The taxability of gain in capita emerges amid the expansion in the offering cost of the benefit from the cost base of the advantage. The advantage of indexation won’t gather to the individual for this situation, as the considered resources are not kept under hold for over one year. In the most recent year, Eric had made a few endeavors for securing numerous benefits. On the premise of the inquiry, the supposition can be made in regards to the way that he has assumed control such resources for period that is not as much as a year (Weinzierl, 2014).
|Particulars||Cost Base of Assets ( $)||Capital Proceeds of Assets ( $)||Net Capital Gain/ (Net Capital Loss) ( $)|
|System of Home Sound||12,000||11000||(1000) Loss|
|Shares that are in the Listed company||5,000||20000||15000 Gain|
|Antique Chair||3,000||1000||(2000) Loss|
|Antique Vase||2,000||3000||1000 Gain|
|Net Capital Gain/Capital Loss||5000 Gain|
Notes to be considered:
An individual’s uses or purchases these assets for their own pleasures; however, this does not encompass the collectibles. Moreover, when these considered assets are put on sale to another individual , the taxability of the gain in capital does not result during the cost of procurement of such assets which are accounted to be less than or equivalent to $10000 (Andreas & Markus, 2014).

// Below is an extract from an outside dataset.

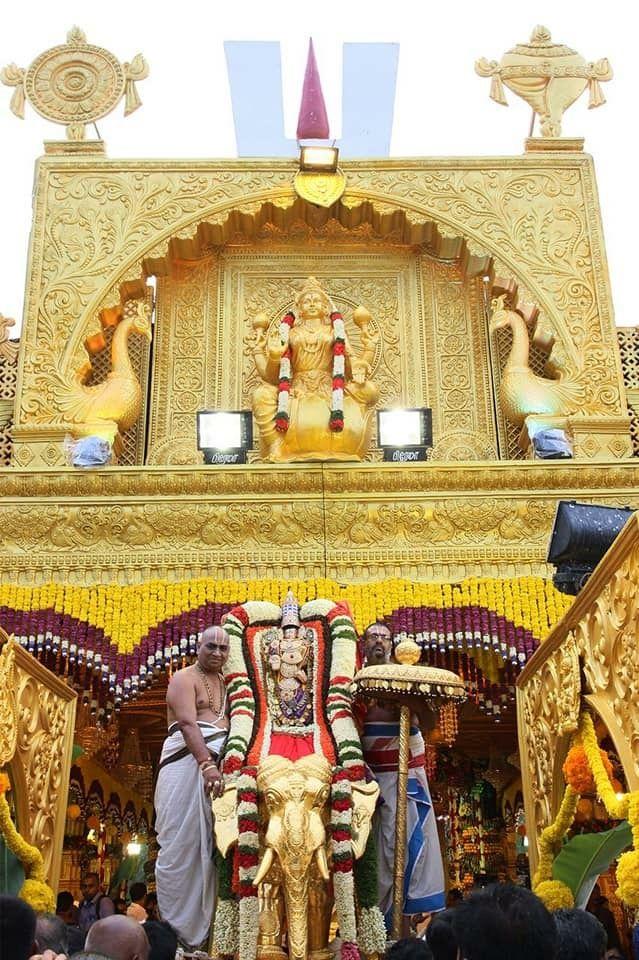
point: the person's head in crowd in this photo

On the basis of the question, the assets what are meant for personal use have been undertaken by Eric (Hatfield, 2015). The initially undertaken asset is a system of home sound with a costs of acquisition that accounts for $ 12000 and the secondly acquired asset is the company shares of a listed organization with a cost of acquisition of $5000.
An individual buys these considered assets for the personal efficacies or activities associated with personal utilization. Moreover, the taxability of the gain in capital does not result in the condition where the costs of procurement is lesser than or equivalent to
$500. Moreover, on the basis of the given information, the collectibles mentioned in the following have been taken over by Eric (Hill & Mancino, 2014). The initial asset is the painting which has the acquisition cost of around $9000. The second asset that is considered is the antique chair having a cost of acquisition of $30000, and the final asset that is considered is the antique vase which has the costs of acquisition as $2000 accordingly.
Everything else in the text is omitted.